For now, Alexander continues to work on his PhD. One of the problems he is working may be useful in solving the protein structure prediction problem, he said, adding that he doesn’t have to think twice about what motivates him: “Advancing medical research might allow us to enjoy a few more years with our loved ones. That’s what makes it so interesting to me.”
Additionally, Alexander is looking forward to finally receiving his and his mother’s Christmas gift. “I know I have a gene that makes me a little bit more likely to develop late-onset Alzheimer’s,” he said. “It would be interesting to look at this specific gene and compare the different types of mutations amongst a group of, say, a million people.”
To be able to do this, he would like to work somewhere with access to this kind of data:
For some problems, having a big data set is like having a cheat code.
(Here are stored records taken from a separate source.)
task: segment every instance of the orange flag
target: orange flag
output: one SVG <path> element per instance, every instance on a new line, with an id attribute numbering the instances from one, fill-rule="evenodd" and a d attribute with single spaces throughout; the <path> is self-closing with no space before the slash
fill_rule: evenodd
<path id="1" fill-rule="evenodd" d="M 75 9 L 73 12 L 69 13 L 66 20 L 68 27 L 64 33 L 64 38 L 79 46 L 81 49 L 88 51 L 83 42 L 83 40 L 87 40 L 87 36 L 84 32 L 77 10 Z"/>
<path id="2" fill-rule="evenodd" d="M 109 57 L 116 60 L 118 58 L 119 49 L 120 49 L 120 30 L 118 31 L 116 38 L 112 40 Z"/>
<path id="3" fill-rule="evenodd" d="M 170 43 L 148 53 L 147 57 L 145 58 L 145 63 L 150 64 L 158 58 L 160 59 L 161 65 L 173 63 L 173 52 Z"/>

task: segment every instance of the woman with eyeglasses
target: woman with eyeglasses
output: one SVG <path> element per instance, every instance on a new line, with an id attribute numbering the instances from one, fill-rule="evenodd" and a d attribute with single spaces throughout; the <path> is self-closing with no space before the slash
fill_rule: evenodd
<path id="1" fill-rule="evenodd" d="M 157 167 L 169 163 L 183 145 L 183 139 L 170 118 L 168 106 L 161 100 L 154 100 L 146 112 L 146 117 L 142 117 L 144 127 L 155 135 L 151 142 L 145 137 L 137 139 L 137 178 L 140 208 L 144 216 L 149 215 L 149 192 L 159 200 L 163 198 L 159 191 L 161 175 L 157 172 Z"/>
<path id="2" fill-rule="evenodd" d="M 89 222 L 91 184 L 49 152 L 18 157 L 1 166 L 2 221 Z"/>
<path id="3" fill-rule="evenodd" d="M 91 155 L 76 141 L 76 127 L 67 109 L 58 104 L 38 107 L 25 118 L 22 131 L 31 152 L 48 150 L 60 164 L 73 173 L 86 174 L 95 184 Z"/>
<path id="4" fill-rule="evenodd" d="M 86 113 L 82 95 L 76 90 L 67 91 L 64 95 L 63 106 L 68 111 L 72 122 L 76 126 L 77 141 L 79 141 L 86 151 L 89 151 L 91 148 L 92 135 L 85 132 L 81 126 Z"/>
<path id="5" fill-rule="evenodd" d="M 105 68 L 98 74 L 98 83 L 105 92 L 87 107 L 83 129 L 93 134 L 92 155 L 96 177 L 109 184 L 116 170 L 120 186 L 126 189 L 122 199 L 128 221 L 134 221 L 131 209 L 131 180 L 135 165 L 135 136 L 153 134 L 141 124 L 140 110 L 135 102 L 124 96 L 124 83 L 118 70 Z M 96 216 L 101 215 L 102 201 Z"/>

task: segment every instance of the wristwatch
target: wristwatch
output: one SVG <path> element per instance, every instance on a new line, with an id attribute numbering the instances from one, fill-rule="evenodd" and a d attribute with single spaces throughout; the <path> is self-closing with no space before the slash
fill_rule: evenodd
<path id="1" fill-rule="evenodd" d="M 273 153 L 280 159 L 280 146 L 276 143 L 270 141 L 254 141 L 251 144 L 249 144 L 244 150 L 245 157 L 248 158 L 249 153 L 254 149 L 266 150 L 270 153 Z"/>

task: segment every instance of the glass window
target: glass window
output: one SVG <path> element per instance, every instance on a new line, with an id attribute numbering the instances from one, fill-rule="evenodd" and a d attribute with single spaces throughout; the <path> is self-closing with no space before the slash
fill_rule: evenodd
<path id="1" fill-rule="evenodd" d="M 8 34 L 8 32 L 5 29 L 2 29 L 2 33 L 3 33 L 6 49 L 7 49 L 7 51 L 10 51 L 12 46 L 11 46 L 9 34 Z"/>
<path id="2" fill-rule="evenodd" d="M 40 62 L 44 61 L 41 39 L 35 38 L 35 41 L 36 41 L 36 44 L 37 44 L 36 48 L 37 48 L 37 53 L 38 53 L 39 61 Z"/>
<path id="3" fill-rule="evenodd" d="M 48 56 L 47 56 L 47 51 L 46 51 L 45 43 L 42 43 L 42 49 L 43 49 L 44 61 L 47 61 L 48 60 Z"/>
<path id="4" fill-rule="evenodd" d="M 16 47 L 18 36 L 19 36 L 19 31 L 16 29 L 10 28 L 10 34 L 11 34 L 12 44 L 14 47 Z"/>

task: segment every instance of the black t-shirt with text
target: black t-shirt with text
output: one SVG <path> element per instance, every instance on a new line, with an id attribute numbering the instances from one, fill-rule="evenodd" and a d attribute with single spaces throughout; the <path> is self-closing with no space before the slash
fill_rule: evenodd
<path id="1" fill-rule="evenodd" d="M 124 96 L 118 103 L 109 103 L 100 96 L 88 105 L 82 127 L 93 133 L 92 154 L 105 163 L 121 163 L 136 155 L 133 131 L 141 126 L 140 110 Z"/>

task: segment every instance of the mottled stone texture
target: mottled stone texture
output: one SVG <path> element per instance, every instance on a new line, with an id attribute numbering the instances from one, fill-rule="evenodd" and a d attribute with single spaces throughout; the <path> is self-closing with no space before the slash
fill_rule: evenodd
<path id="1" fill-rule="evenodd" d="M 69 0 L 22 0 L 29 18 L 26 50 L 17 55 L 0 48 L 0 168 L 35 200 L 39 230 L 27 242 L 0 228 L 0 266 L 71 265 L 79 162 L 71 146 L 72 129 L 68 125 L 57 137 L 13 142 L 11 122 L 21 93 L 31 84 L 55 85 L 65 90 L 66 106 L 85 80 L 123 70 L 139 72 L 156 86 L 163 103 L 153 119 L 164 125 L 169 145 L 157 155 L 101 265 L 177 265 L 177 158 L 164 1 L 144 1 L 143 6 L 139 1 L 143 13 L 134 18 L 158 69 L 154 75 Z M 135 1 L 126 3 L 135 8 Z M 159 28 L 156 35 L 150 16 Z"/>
There are no regrets of his unconventional road to enter this world. “For me, this seemed to be the most efficient way: getting into bioinformatics and computer science to improve the tools that people use in biology,” he said. “Essentially, I want to solve biology problems with computer science.”
Meanwhile, Alexander quickly became a fan of the unique culture in computer science. “I absolutely love the open science culture,” he concluded. “It’s about solving the problem. We’re not competing against each other. When it comes to publishing new findings, we’re all humans working together to solve specific problems – like curing diseases.”